Pour convaincre les donateurs, les bénévoles sensibilisent l'opinion populaire au besoin de se serrer les coudes pour maintenir les médecins dans la région. «Quand on approche des entreprises, on leur dit que c'est avec des soins de santé de proximité qu'on maintient une population active dans le milieu, dit Louis Parent. Si on ne peut plus soigner les gens de la région, ils déménageront. On martèle le message que la communauté doit s'investir, parce que c'est toute la population qui bénéficiera du centre médical», dit-il. J.L.

RÉCOLTER DES FONDS EN PLEINE CRISE FINANCIÈRE

Dans une région où l'économie est fondée sur les grandes industries, mener une campagne de financement en pleine crise financière, c'est naviguer en eau trouble.

L'objectif de la dernière campagne majeure de la fondation de l'Université du Québec à Trois-Rivières, lancée en 2008, était d'atteindre 20 millions de dollars en 2014. «N'eût été la crise financière, nous aurions mis la barre plus haute», admet d'emblée Martine Lesieur, directrice de la campagne.
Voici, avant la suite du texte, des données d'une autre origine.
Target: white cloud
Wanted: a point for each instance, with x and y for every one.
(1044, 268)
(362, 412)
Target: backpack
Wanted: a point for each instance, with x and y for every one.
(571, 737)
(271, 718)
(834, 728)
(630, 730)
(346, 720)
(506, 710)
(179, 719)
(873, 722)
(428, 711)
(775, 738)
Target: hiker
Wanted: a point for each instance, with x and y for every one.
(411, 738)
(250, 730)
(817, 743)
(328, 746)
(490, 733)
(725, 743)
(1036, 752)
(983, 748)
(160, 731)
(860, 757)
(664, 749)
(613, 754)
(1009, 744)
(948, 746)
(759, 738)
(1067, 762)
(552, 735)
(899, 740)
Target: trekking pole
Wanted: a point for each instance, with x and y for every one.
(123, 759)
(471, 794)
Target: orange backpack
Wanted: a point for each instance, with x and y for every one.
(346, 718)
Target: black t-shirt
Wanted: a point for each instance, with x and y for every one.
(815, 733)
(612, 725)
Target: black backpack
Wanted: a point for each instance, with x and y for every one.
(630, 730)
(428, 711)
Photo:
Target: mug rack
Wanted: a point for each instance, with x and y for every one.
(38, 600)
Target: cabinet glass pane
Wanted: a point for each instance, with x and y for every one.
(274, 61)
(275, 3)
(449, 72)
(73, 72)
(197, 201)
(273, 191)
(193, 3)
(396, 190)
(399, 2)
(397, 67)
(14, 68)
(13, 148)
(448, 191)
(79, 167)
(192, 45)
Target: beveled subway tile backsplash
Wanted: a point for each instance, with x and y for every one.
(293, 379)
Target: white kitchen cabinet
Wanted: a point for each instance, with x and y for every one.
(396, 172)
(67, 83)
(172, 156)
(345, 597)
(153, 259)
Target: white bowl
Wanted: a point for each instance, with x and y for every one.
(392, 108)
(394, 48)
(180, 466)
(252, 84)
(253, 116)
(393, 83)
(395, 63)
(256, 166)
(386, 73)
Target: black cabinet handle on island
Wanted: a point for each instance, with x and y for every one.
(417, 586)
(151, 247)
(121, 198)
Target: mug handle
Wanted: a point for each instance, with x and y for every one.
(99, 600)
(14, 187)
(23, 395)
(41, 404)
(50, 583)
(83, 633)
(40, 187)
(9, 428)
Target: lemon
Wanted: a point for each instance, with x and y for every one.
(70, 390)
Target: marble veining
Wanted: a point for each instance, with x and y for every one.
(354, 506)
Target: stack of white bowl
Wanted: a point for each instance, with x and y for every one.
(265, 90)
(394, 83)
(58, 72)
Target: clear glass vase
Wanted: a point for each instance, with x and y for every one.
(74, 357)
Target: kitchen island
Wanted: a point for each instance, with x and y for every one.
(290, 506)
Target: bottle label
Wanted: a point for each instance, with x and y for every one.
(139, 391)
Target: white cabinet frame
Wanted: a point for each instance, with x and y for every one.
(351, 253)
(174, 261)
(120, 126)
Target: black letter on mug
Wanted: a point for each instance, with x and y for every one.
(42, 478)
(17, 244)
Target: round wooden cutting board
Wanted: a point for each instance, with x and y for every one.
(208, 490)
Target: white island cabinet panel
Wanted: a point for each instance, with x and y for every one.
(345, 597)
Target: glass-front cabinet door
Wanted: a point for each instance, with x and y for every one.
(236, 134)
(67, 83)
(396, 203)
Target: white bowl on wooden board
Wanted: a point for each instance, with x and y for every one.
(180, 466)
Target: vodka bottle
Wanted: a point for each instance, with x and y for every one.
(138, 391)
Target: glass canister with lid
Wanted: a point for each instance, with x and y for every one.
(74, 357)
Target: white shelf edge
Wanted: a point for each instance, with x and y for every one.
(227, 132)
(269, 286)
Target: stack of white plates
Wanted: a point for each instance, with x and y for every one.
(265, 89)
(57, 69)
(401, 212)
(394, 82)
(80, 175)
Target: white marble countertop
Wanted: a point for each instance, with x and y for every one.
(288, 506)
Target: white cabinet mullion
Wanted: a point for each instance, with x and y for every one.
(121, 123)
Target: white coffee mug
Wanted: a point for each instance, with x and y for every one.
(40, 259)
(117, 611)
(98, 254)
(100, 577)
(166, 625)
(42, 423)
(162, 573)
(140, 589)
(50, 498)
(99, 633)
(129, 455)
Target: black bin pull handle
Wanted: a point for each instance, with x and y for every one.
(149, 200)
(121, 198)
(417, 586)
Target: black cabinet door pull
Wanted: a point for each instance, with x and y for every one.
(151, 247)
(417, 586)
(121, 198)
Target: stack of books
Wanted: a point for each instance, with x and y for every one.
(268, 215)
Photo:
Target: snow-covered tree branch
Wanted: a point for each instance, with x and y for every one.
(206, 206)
«La dernière campagne s'était soldée par un résultat de 18 M$. Si le contexte financier avait été moins difficile, on aurait peut-être ciblé 23 M$. Mais comme l'économie d'ici est fondée sur la grande industrie et que plusieurs entreprises étaient en difficulté, l'objectif a été plus modeste», explique Martine Lesieur. Or, l'équipe de la fondation a su surmonter ce défi, puisque 22,3 M$ ont été recueillis et qu'on s'attend à conclure la campagne en 2014 avec des dons de 24 M$. Sans la crise financière, les organisateurs estiment qu'ils auraient pu amasser jusqu'à 28 M$.

À la crise de 2008 s'ajoute un autre défi pour la région : la fermeture de Gentilly-2. «C'est une perte directe de 800 emplois dans la région, dit Jacques Bégin, directeur général de la Fondation de l'UQTR. Des emplois pour du personnel scolarisé, avec de très bons salaires. Pour ces familles-là, la priorité, c'est de manger, bien avant de donner à la fondation», dit-il.

Mais à Trois-Rivières, il n'y a pas que les grandes industries qui font rouler l'économie. Il y a aussi l'université elle-même, et c'est ce message qu'envoie la fondation aux donateurs, comme l'indique son slogan : «Imaginez Trois- Rivières sans université». «L'UQTR, c'est 13 500 étudiants qui mangent, se logent, voyagent et ont des loisirs. Leur présence a des retombées de 180 à 200 M$ par année sur la région», estime Martine Lesieur. J.L.